Banners and code. Affiliates get newsletters from merchants every day. It’s easy for them to fall into the read and delete process. One way to help ensure that your program remains in their inboxes is to provide the affiliates’ actual tracking codes in your newsletters. This way, all they have to do to get your latest promotion up on their site is to copy and paste the code provided. This saves affiliates from having to log into their affiliate account, where they might be distracted by other merchants and tasks. In the EMS newsletter, you’ll see that Goodwin provides banners along with a “Get HTML” link located immediately underneath the actual creative. By doing so, if affiliates see a banner they want to place onto their sites, all they need to do is click that “Get HTML” link and their tracking code will be provided in a pop-up window with their affiliate IDs pre-populated.
“Affiliates are busy, and we appreciate and respect that. We strive to make their lives easier with our affiliate newsletter, to make links easily accessible. That way affiliates can simply grab links and place them on their site,” Goodwin explains.
Goodwin also provides several text links with pre-written copy. There are two benefits associated with this. First, it makes it quick and easy for affiliates to communicate sale information to their visitors. Second, Goodwin is able to control the message, so he knows that the sale is being communicated in accordance with any brand and marketing guidelines. Goodwin also knows that this particular copy converts well, so by providing it to his affiliates, he can help them boost their conversions as well.

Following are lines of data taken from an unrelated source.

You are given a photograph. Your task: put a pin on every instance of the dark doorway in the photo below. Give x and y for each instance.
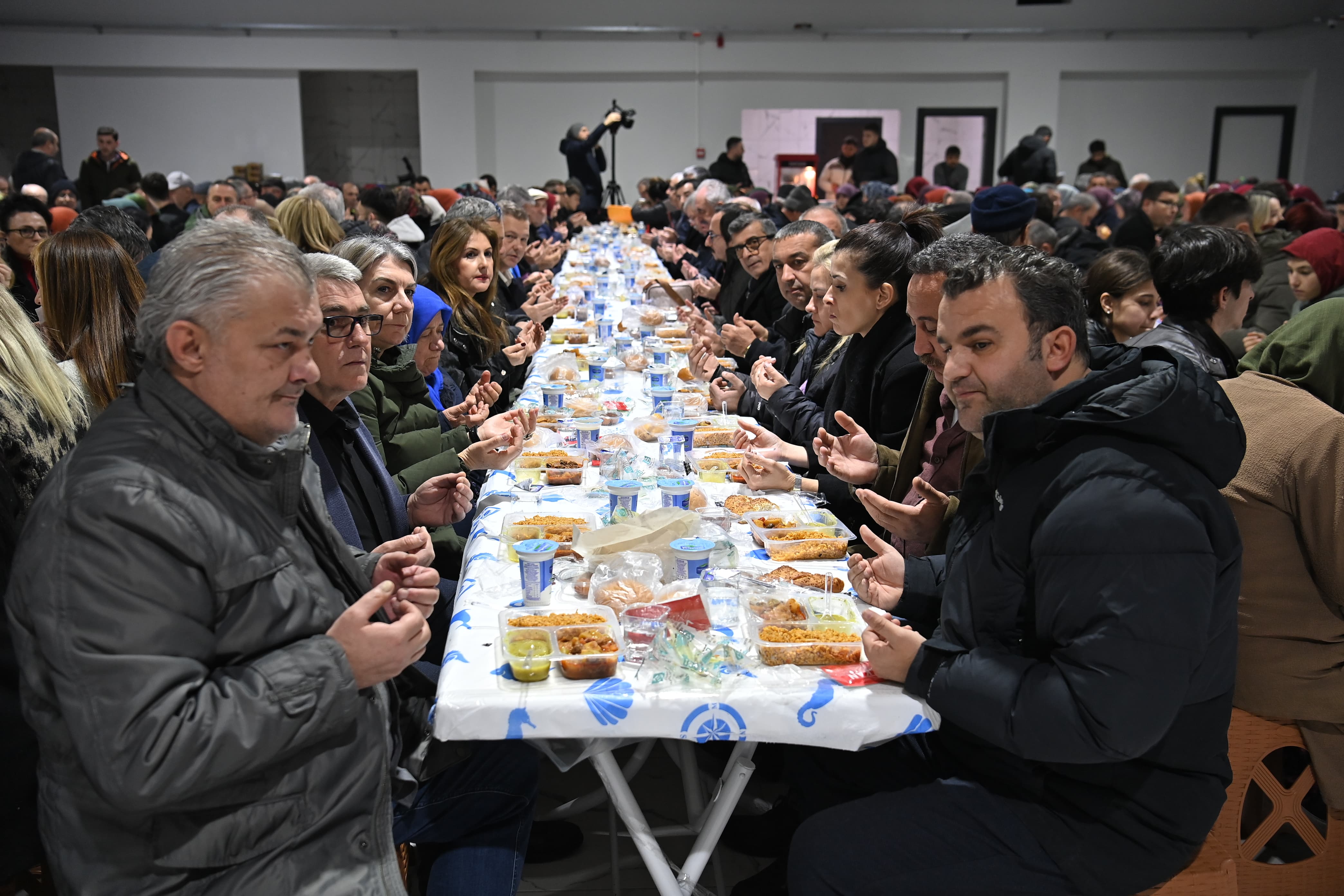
(359, 126)
(29, 98)
(831, 134)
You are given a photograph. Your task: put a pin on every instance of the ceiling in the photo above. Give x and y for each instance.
(671, 21)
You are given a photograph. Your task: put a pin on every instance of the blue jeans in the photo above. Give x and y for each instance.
(482, 810)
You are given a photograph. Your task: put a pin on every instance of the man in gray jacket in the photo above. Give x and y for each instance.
(205, 661)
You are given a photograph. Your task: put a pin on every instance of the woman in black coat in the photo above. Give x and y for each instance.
(880, 378)
(586, 160)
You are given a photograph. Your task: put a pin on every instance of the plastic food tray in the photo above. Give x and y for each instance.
(830, 543)
(589, 666)
(804, 520)
(514, 530)
(811, 651)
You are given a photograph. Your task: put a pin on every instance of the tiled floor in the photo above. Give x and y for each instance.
(659, 792)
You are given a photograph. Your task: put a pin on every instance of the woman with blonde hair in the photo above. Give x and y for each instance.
(90, 294)
(307, 223)
(463, 273)
(42, 412)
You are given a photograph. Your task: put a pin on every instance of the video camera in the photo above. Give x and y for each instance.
(627, 116)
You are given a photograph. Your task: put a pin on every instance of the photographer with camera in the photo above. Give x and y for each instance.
(588, 162)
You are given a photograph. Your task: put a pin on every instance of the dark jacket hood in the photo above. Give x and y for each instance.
(1148, 396)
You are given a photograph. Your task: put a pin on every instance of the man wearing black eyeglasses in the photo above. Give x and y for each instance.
(26, 223)
(1142, 230)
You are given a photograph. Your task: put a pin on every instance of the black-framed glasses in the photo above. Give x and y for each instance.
(342, 326)
(751, 246)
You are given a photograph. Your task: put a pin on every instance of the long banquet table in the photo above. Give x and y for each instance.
(586, 721)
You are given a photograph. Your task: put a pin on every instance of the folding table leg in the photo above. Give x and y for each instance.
(734, 781)
(654, 859)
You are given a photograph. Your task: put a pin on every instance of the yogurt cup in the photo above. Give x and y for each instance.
(659, 375)
(693, 557)
(534, 569)
(662, 398)
(588, 429)
(686, 429)
(677, 493)
(553, 396)
(625, 495)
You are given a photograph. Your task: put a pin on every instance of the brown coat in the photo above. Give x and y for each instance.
(1289, 504)
(898, 469)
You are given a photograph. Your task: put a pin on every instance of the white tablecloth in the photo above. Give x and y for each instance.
(479, 699)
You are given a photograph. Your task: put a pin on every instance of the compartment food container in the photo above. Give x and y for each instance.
(823, 543)
(810, 644)
(522, 526)
(576, 628)
(531, 465)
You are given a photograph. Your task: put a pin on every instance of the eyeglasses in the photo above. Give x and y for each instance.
(342, 326)
(752, 246)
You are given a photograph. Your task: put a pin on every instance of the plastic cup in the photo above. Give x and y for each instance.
(642, 625)
(677, 493)
(553, 396)
(534, 569)
(659, 375)
(693, 557)
(589, 430)
(625, 495)
(686, 429)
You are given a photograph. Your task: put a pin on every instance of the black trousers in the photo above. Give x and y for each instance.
(898, 821)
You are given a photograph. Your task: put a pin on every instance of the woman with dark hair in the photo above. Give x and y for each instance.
(1121, 299)
(463, 273)
(25, 222)
(585, 159)
(90, 295)
(880, 377)
(658, 214)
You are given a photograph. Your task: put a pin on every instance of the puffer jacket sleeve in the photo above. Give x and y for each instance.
(1124, 600)
(126, 633)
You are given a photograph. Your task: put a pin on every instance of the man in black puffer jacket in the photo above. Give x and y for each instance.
(1085, 659)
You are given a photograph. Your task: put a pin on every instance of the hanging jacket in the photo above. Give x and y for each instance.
(201, 733)
(1087, 649)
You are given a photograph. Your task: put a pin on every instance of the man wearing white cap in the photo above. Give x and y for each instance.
(182, 191)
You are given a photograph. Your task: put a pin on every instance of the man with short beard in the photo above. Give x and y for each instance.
(909, 491)
(1085, 651)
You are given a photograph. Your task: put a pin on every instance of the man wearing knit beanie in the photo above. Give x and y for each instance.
(1003, 213)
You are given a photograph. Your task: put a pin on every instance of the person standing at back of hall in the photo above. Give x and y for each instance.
(586, 159)
(105, 170)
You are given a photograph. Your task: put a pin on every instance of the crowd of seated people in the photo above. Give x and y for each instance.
(1090, 437)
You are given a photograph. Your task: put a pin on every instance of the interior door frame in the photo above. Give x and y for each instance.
(1285, 139)
(988, 113)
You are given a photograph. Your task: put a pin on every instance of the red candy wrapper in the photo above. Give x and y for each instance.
(853, 675)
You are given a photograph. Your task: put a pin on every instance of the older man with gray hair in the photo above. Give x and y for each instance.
(206, 668)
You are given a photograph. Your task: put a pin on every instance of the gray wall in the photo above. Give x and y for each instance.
(456, 109)
(358, 126)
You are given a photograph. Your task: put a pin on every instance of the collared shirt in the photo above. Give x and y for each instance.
(941, 465)
(335, 433)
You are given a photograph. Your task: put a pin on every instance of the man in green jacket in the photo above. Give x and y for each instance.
(105, 170)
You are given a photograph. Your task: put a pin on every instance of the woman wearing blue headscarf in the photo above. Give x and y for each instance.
(429, 320)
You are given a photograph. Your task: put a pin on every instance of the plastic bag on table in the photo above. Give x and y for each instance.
(627, 581)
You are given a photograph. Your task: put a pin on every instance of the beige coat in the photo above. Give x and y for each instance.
(1288, 499)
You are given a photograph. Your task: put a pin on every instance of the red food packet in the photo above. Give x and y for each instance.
(689, 611)
(853, 675)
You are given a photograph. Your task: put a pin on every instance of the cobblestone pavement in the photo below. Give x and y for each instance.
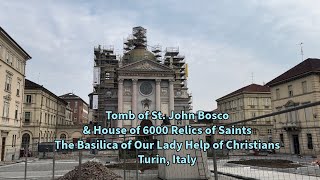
(37, 169)
(42, 170)
(308, 171)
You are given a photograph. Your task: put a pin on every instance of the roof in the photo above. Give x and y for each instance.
(72, 96)
(32, 85)
(137, 54)
(252, 88)
(15, 43)
(307, 67)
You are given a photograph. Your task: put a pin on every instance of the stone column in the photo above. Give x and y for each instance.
(134, 101)
(158, 99)
(171, 98)
(120, 100)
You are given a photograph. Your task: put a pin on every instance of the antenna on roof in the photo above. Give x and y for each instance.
(301, 50)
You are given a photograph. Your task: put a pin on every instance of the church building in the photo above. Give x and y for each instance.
(143, 78)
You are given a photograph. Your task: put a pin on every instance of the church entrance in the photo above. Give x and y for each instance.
(142, 135)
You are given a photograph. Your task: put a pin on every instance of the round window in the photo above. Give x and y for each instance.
(146, 88)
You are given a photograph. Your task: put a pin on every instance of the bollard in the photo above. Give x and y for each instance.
(26, 162)
(214, 157)
(137, 165)
(53, 161)
(124, 160)
(80, 161)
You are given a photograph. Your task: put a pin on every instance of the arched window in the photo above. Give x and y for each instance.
(25, 140)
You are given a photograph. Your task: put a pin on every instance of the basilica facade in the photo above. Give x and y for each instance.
(144, 78)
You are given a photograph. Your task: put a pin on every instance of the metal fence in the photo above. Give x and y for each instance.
(297, 130)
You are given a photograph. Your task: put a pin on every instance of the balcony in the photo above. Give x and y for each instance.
(291, 126)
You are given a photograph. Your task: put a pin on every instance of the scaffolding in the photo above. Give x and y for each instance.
(157, 50)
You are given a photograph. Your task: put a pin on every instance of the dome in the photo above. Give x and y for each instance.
(138, 54)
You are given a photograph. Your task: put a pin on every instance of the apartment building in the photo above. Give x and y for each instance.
(13, 61)
(298, 131)
(79, 107)
(43, 112)
(247, 102)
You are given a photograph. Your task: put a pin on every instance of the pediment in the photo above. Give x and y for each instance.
(145, 65)
(291, 103)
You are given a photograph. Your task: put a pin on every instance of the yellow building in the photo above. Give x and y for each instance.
(12, 74)
(297, 131)
(43, 112)
(248, 102)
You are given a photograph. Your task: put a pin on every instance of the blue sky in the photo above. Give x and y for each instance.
(224, 41)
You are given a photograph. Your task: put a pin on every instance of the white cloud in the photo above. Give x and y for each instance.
(60, 37)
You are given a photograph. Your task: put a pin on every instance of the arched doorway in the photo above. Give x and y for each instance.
(25, 140)
(143, 124)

Direct contact information. A mature affiliate marketing program could have tens of thousands of enrolled affiliates. Because of this, many affiliate managers think they will be overwhelmed with phone calls. They hesitate at providing personal contact information. However, there are significant benefits to providing a direct line of communication. First and foremost, this information helps build credibility. It shows that you view your affiliate partnership as collaboration, and that you are available to answer any questions that your affiliate might have. “We include contact information, so if any affiliates need clarification, additional links or assistance, they can reach out to us,” Goodwin says. “We want to ensure we’re doing anything and everything we possibly can for our affiliates, to go that extra mile to make sure they have what they need to be successful.”
Remember that people form relationships with people, not entities. By including your personal contact information, you show affiliates that there is a real human being behind the newsletter. Also, affiliates are often the first to notice an issue on your site. There have been times when an affiliate has called me to let me know that our API — a dynamic list of products that we provide to affiliates for use in their marketing efforts — was down. Such fast feedback on our tools cuts down on recovery time. Goodwin provides multiple touch points for affiliates to communicate with him: direct phone line, direct email address, and Twitter handle. Contrary to what you might expect, he is not overwhelmed with affiliate inquiries. In fact, Goodwin loves connecting with affiliates and views that as one of the best parts of his job.
The newsletter is your chance to connect with your affiliates on a personal level. Try to maintain a tone that is helpful, friendly and informative. Affiliates are often partnered with hundreds of merchants. The best way to distinguish yourself and secure loyalty is to build a relationship. Don’t be afraid to share workplace stories or experiences that might help affiliates relate to you on a personal level. Doing so often opens the door for two-way communication.